Python is a general-purpose, object-oriented programming language that is popular in data science thanks to its rich libraries and frameworks offering deep learning capabilities, structured machine learning and its ability to deal with large volumes of data. Python’s simple syntax and ease of integration into other software makes it a quick and nimble solution for both data scientists and developers.
What Python Skills Are Required for Data Science?
Basic data manipulation, algorithm use and data visualization skills are all required, plus an understanding of Python’s fundamentals.
Data science requires that analysts and scientists be able to gather, store, clean, analyze and categorize data from many sources, then present the most valuable information in clear visualizations to stakeholders. All of these things are possible with Python, but require a variety of skills.
To begin learning Python for data science, it’s important to understand fundamental Python components such as data types, including integers, strings and floating point numbers, as well as loops and conditional statements. These data types are used to execute blocks of code through the loop.
Additionally, knowing how to manipulate data with Python, how to clean data to produce a CSV file, how to create data visualizations, how to communicate data with others and which algorithms to use when building different types of models are all vital skills.
Finally, an understanding of the many machine learning and deep learning libraries and frameworks, such as Scikit-Learn, TensorFlow and Keras, will be important when using Python for data science.
How Can I Learn Python for Data Science?
Though mastery takes years of hands-on experience working with the language in a data context, several options exist for learning the fundamentals of Python for data science.
A top option for those interested in learning at their own pace is to take online courses and complete certifications on various Python for data science topics and concepts. Additionally, earning a bachelor’s degree in data science or a similar data field will provide you with the foundational skills and experience needed to understand exactly what you want to do with Python or any other language.

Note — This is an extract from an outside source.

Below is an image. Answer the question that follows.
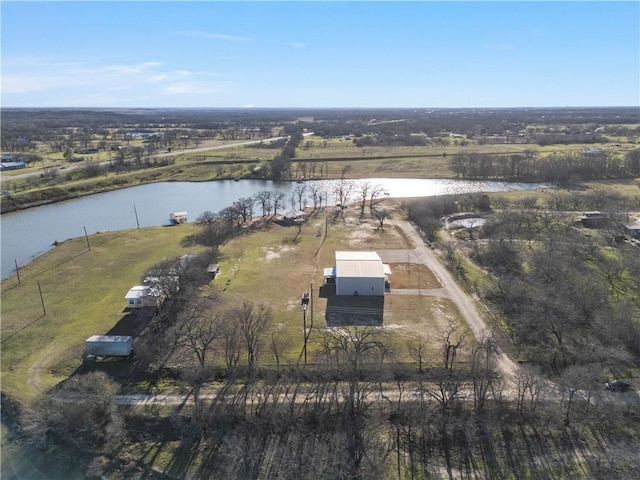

Finally, one of the best ways to learn Python for data science is through hands-on experience with data manipulation. Learning to utilize tools and libraries such as Anaconda, Random, Math, Collections, NumPpy, Python, Matplotlib and Scikit-Learn, along with basic statistical skills, will provide you with enough Python programming experience to handle actual data science projects.
What Is a Data Scientist’s Salary?
According to Built In, the median salary of a data scientist in the U.S. is $122,271.
The average base salary of a data scientist in the United States is $122,271, with $13,075 in additional cash compensation, making the average total salary of U.S.-based data scientists $135,346.
The range for data scientist salaries can vary greatly, with the maximum reported salary being $345,000 and the minimum reported salary landing at $50,000. Salaries for senior data scientists skew even higher. Built In’s salary data is submitted directly by industry professionals and is updated daily.